Глава 1. СНОВА УЗНАЮ КТО Я?

Железнодорожный вагон, в среде российских обывателей называемый «теплушкой», а в нашей – вагзаком, отвратительно брякал и жалобно стонал всеми своими разболтанными частями каждый раз, когда колёса гремели по рельсовым стыкам. А так как колёса у вагона были железными и амортизации практически никакой, то вполне естественно, что моя многострадальная головушка нещадно моталась из стороны в сторону. Я сидел, откинувшись на дощатую стенку, и лениво прислушивался к неторопливому трёпу своих новых попутчиков. Торопиться мне было некуда. Там, где я находился на этот раз, время течёт совершенно по-особому, можно сказать, что оно даже не течёт, а еле-еле журчит, натужно перекладывая листы календаря.

– Неужто там людей хороших нет? – вопрошал испуганно-жалобный голос.

– Не встречал, – последовал ленивый ответ.

– Но ведь в народе говорят, что мир не без добрых людей, – продолжает нудить тот же голос. – Там ведь тоже люди живут.

– Куда везут нас, добрых людей нет. Там чтят только два закона. Воровской – это самый важный, и Уголовный кодекс – это для фраерков вроде тебя. А по какому из них жить, решать должен ты сам.

– А по какому лучше?

– Ну, ты, фраерок, даёшь! Тебе тут что, ликбез? – ответил возмущённый голос вертлявого вора по кличке Интеллигент. – Это на вокзале справочное бюро бесплатно, а здеся нянек нету.

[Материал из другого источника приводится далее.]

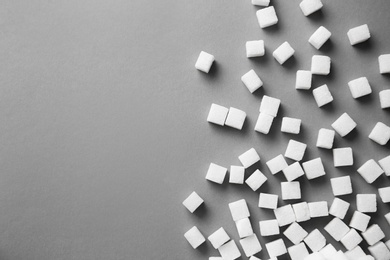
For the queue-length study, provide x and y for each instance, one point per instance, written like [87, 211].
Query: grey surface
[104, 130]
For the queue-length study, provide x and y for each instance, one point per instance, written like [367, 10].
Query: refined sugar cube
[252, 81]
[204, 62]
[319, 37]
[267, 17]
[295, 150]
[192, 202]
[320, 65]
[194, 237]
[359, 34]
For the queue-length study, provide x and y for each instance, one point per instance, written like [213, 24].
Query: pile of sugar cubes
[361, 237]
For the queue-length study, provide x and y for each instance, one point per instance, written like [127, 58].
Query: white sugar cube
[320, 65]
[319, 37]
[322, 95]
[194, 237]
[295, 150]
[249, 158]
[252, 81]
[358, 34]
[283, 52]
[192, 202]
[204, 61]
[267, 17]
[380, 133]
[344, 125]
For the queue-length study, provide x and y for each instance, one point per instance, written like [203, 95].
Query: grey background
[104, 130]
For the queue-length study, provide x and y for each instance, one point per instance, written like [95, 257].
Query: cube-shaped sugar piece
[252, 81]
[194, 237]
[267, 17]
[250, 245]
[268, 201]
[322, 95]
[269, 106]
[256, 180]
[358, 34]
[283, 52]
[284, 215]
[342, 157]
[325, 138]
[344, 125]
[303, 79]
[239, 209]
[370, 171]
[217, 114]
[218, 238]
[295, 150]
[319, 37]
[310, 6]
[269, 227]
[192, 202]
[315, 240]
[204, 61]
[249, 158]
[320, 65]
[337, 229]
[380, 133]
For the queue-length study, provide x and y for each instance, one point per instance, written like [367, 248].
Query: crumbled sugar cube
[276, 248]
[249, 158]
[256, 180]
[380, 133]
[337, 229]
[278, 164]
[359, 87]
[218, 238]
[319, 37]
[268, 201]
[320, 65]
[366, 203]
[303, 79]
[193, 201]
[295, 150]
[291, 190]
[254, 48]
[194, 237]
[284, 215]
[269, 227]
[252, 81]
[267, 17]
[344, 125]
[342, 157]
[217, 114]
[269, 106]
[359, 34]
[310, 6]
[325, 138]
[370, 171]
[295, 233]
[341, 185]
[239, 209]
[322, 95]
[339, 208]
[315, 240]
[283, 52]
[204, 61]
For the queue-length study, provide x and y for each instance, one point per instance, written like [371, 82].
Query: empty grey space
[103, 128]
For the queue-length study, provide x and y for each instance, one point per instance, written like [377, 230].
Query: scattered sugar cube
[359, 34]
[194, 237]
[192, 202]
[204, 61]
[267, 17]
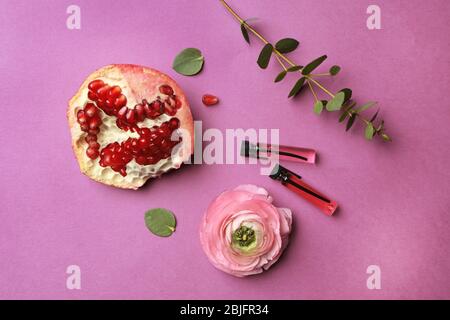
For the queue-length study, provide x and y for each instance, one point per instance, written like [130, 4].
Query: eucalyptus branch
[339, 101]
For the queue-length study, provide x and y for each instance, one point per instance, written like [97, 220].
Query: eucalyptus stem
[316, 98]
[281, 63]
[309, 78]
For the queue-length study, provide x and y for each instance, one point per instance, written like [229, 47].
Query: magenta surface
[394, 198]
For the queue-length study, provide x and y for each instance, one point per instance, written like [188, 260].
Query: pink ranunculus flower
[243, 233]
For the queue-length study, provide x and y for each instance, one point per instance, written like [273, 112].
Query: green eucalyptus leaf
[350, 122]
[264, 56]
[281, 76]
[337, 102]
[245, 33]
[343, 116]
[334, 70]
[370, 131]
[295, 68]
[286, 45]
[365, 107]
[347, 110]
[380, 127]
[188, 62]
[297, 87]
[374, 116]
[310, 67]
[160, 222]
[348, 93]
[318, 107]
[386, 137]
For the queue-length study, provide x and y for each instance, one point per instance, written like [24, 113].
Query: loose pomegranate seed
[95, 85]
[165, 89]
[210, 100]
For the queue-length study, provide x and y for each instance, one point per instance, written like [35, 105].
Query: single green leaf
[343, 116]
[160, 222]
[365, 107]
[286, 45]
[386, 137]
[348, 94]
[310, 67]
[188, 62]
[297, 87]
[370, 130]
[374, 116]
[245, 33]
[380, 127]
[318, 107]
[337, 102]
[264, 56]
[350, 122]
[295, 68]
[347, 110]
[281, 76]
[334, 70]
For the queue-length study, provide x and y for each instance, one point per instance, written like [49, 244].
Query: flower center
[244, 236]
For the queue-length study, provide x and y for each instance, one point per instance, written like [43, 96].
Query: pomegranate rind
[139, 83]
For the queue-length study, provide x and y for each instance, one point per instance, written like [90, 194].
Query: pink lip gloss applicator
[267, 151]
[295, 183]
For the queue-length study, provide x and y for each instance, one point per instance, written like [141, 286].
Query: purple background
[394, 197]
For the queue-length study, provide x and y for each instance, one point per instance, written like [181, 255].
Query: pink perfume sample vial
[268, 151]
[295, 183]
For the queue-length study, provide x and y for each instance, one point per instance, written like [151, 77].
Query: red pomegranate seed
[140, 112]
[210, 100]
[90, 110]
[95, 123]
[115, 92]
[95, 85]
[152, 145]
[122, 113]
[120, 101]
[92, 153]
[92, 96]
[90, 137]
[165, 89]
[102, 93]
[131, 116]
[94, 144]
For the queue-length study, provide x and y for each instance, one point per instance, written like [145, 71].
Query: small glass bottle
[295, 183]
[268, 151]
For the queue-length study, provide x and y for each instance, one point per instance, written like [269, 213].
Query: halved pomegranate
[130, 123]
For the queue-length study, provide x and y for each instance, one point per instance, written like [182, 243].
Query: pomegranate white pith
[102, 128]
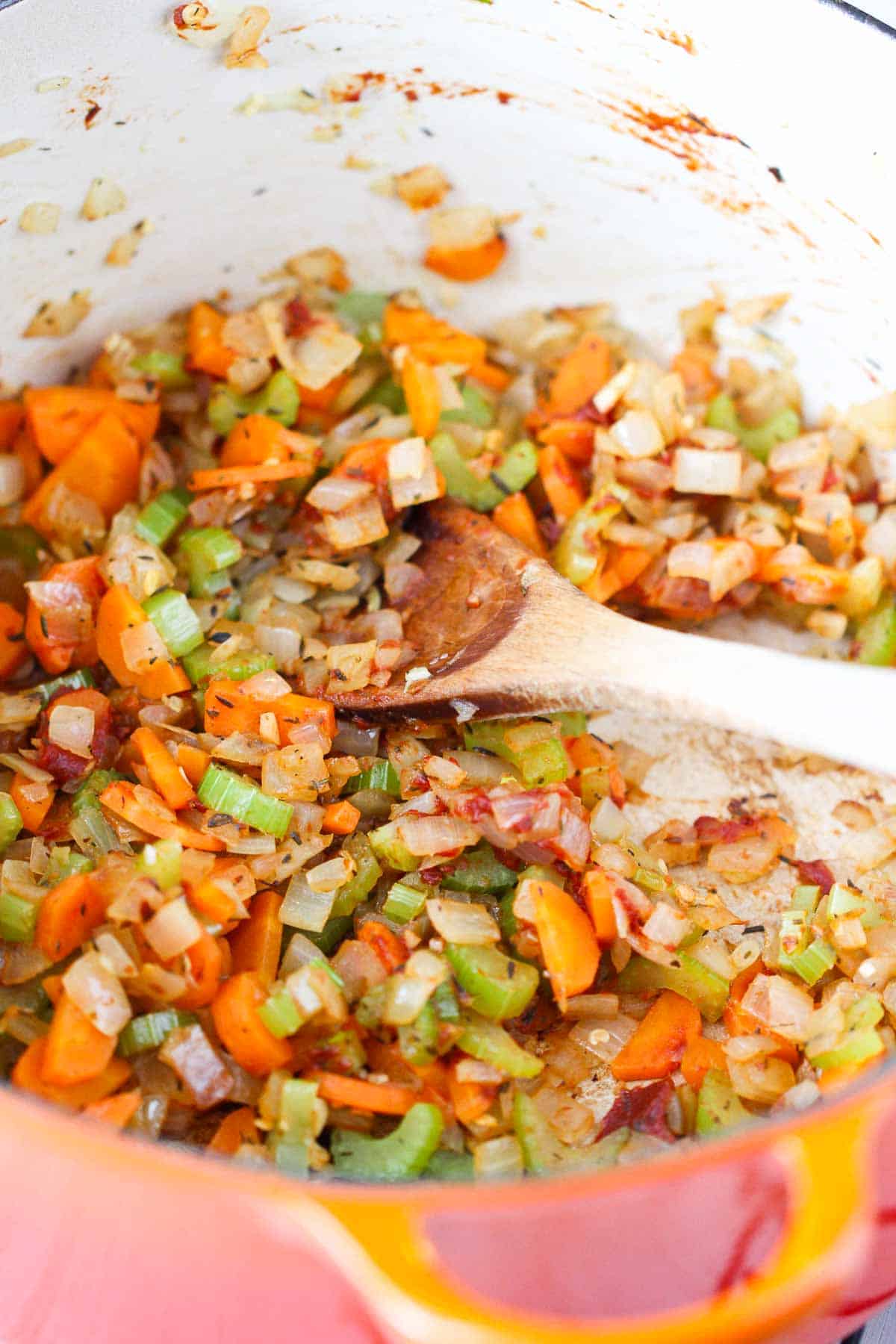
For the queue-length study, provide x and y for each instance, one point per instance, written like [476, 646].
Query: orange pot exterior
[746, 1239]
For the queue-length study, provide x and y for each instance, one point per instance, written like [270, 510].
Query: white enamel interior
[805, 87]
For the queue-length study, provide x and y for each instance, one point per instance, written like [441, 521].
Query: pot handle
[381, 1246]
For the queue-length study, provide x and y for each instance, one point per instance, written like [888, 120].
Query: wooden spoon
[503, 633]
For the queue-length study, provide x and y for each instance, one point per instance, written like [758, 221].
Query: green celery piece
[445, 1003]
[160, 519]
[161, 862]
[149, 1030]
[476, 410]
[479, 871]
[10, 821]
[857, 1046]
[222, 791]
[447, 1166]
[460, 482]
[18, 917]
[718, 1105]
[63, 863]
[575, 556]
[418, 1039]
[78, 680]
[487, 1041]
[499, 987]
[386, 393]
[876, 636]
[689, 979]
[406, 900]
[391, 851]
[361, 307]
[164, 369]
[175, 620]
[280, 1014]
[403, 1154]
[367, 874]
[379, 776]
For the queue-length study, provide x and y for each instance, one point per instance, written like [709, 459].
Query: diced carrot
[467, 264]
[255, 942]
[60, 417]
[205, 342]
[659, 1043]
[235, 1129]
[193, 761]
[700, 1057]
[470, 1100]
[85, 584]
[28, 1074]
[117, 1110]
[422, 396]
[561, 483]
[581, 376]
[13, 651]
[598, 898]
[491, 376]
[77, 1051]
[119, 611]
[514, 515]
[69, 914]
[164, 772]
[243, 1034]
[359, 1095]
[33, 800]
[695, 366]
[146, 809]
[575, 438]
[388, 945]
[104, 468]
[340, 819]
[430, 337]
[11, 417]
[568, 942]
[206, 961]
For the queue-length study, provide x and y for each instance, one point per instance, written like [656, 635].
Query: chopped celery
[447, 1166]
[18, 917]
[479, 871]
[379, 776]
[149, 1031]
[499, 987]
[418, 1039]
[391, 850]
[175, 620]
[63, 863]
[406, 900]
[199, 667]
[367, 873]
[689, 979]
[361, 307]
[160, 519]
[161, 862]
[405, 1152]
[487, 1041]
[233, 794]
[876, 636]
[78, 680]
[476, 410]
[164, 369]
[10, 821]
[718, 1105]
[280, 1014]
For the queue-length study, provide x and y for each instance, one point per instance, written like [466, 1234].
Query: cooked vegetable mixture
[233, 918]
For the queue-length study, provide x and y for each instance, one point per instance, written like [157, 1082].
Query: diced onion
[99, 994]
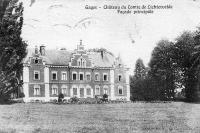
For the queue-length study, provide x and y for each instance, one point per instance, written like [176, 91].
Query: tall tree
[12, 47]
[162, 71]
[140, 71]
[3, 5]
[183, 57]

Я отблагодарю, – послышался стыдливый шёпот.

На кой чёрт мне твои благодарности. Вон вертухаи хамовки не дают уже два часа, так что с голоду окочуриться можно, а ты «отблагодарю», – возмущение вора было вполне натуральным.

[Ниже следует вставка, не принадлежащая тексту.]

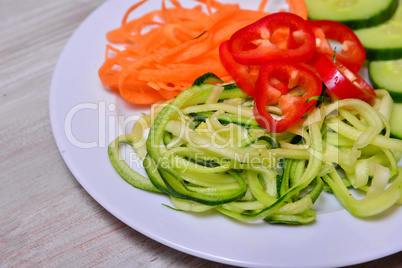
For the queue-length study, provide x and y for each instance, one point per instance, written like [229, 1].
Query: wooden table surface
[46, 218]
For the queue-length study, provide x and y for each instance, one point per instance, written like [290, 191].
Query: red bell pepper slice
[255, 44]
[289, 85]
[352, 54]
[244, 76]
[342, 82]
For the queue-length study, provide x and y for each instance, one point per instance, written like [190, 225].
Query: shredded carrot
[166, 50]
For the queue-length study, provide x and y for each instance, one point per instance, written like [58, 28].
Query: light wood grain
[46, 218]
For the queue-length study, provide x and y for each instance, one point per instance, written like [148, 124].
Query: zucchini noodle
[206, 152]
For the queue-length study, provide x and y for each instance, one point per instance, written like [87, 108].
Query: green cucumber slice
[354, 13]
[396, 121]
[383, 42]
[387, 75]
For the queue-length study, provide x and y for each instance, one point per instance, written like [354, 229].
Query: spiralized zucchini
[206, 151]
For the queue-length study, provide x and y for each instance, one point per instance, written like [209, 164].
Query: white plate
[84, 116]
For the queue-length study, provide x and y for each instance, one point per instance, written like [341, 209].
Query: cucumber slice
[387, 75]
[396, 121]
[383, 42]
[354, 13]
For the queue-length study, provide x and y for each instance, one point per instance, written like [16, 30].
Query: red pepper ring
[254, 44]
[342, 82]
[244, 76]
[290, 86]
[352, 54]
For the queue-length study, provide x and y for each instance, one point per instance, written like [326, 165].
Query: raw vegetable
[387, 75]
[166, 49]
[245, 76]
[257, 43]
[383, 42]
[396, 121]
[351, 54]
[289, 86]
[342, 82]
[239, 172]
[354, 13]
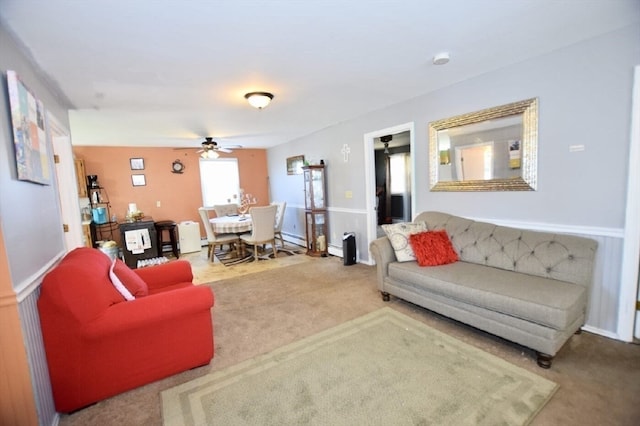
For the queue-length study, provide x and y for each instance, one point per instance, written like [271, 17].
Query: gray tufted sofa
[528, 287]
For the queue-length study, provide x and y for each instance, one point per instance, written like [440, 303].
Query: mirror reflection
[489, 150]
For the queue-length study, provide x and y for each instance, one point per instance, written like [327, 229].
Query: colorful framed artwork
[29, 132]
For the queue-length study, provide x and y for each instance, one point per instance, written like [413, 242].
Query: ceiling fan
[210, 145]
[210, 148]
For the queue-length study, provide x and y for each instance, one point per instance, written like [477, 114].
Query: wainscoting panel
[37, 359]
[602, 317]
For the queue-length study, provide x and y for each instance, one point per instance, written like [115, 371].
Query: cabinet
[139, 241]
[80, 177]
[315, 210]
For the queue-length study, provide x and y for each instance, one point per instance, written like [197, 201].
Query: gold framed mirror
[494, 149]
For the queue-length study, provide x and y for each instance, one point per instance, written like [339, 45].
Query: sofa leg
[544, 360]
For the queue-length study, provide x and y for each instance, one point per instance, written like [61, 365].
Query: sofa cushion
[118, 284]
[130, 279]
[544, 301]
[433, 248]
[558, 256]
[398, 234]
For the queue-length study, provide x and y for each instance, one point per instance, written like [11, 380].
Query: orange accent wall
[179, 194]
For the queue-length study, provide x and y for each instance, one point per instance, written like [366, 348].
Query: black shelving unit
[98, 197]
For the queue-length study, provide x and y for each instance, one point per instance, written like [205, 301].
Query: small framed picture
[137, 163]
[294, 165]
[138, 180]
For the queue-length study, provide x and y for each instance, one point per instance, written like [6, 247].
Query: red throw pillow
[433, 248]
[130, 279]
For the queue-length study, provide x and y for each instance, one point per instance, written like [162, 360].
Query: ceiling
[168, 73]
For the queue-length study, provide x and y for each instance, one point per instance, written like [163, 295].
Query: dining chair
[262, 231]
[226, 209]
[214, 239]
[281, 206]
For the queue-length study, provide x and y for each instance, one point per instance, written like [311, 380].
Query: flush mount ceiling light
[259, 99]
[441, 58]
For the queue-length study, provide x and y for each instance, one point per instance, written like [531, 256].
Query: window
[219, 180]
[398, 169]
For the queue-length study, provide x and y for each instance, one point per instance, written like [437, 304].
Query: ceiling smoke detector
[441, 58]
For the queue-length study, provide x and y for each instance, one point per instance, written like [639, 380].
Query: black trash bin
[349, 248]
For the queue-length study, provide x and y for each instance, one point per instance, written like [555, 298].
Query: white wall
[29, 212]
[584, 94]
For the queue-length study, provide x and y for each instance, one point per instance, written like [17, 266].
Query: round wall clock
[177, 167]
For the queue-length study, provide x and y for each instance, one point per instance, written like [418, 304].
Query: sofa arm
[383, 254]
[166, 274]
[145, 312]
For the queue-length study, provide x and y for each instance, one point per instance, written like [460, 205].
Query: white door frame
[370, 178]
[67, 183]
[631, 247]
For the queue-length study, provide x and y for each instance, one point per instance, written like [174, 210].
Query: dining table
[235, 224]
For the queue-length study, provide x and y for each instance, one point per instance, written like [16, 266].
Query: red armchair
[98, 344]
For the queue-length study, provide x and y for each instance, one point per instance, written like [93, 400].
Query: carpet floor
[260, 311]
[382, 368]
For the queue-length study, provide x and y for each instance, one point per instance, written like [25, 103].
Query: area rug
[380, 369]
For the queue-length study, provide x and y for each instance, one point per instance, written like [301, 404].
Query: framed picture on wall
[29, 135]
[294, 165]
[138, 180]
[136, 163]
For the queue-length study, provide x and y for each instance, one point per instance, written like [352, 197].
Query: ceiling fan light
[259, 99]
[209, 154]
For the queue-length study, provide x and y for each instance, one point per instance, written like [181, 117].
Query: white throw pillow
[118, 284]
[398, 234]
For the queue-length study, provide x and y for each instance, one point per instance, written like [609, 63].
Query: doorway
[67, 185]
[404, 133]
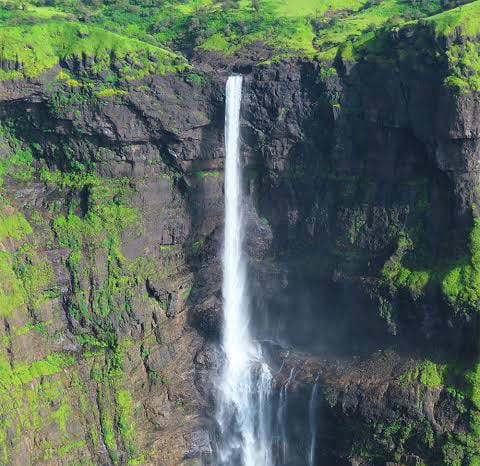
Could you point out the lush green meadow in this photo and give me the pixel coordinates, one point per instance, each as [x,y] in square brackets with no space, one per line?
[154,34]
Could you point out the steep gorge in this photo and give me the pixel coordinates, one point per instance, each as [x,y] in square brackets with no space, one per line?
[361,198]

Послышался затаённый ворох чего-то текстильнобумажного. После этого раздалось довольное чавканье, и подобревший голос продолжил:

Жить следует по нашему закону, по воровскому. Тогда тебе и харч с чифирём, и место на хороших нарах, и почёт и уважение братвы.

Ещё полчаса я не мог уснуть и слушал эту галиматью, при помощи которой бывалые уголовники набирали себе рекрутов или рабов – это уж как будет угодно. Я внутренне улыбнулся, когда услышал продолжение беседы.

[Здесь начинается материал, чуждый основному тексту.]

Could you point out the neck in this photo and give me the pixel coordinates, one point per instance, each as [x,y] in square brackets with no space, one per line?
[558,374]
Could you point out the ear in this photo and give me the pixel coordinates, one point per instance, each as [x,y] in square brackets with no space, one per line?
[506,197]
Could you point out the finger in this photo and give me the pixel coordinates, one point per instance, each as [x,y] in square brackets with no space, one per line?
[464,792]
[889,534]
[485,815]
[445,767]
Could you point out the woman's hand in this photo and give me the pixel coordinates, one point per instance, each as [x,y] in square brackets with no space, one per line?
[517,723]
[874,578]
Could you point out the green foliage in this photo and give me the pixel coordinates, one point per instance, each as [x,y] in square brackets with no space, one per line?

Говорят, что как-то по-особому себя надо вести, когда попадаешь туда первый раз.

Это само собой, – солидно подтвердил Интеллигент. – Показать себя надо. А так какое уважение? Люди должны сразу определить, какой ты масти.

Ну да, ну да, – поддакнул благодарный слушатель. – А что надо делать?

Я слегка приоткрыл глаз и сквозь прищуренные веки посмотрел на собеседника молодого налётчика. Так и есть, пожилой ростовщик еврей. Тщедушный, узкогрудый, ростика ниже среднего, с обильными залысинами и куче- ряшками над ушами, он походил на подростка-старичка. В своём деле ростовщика-перекупщика он может быть и профи, а вот в жизни среди волков полный ноль. Сел на нары за какие-то не вовремя сданные народу цацки.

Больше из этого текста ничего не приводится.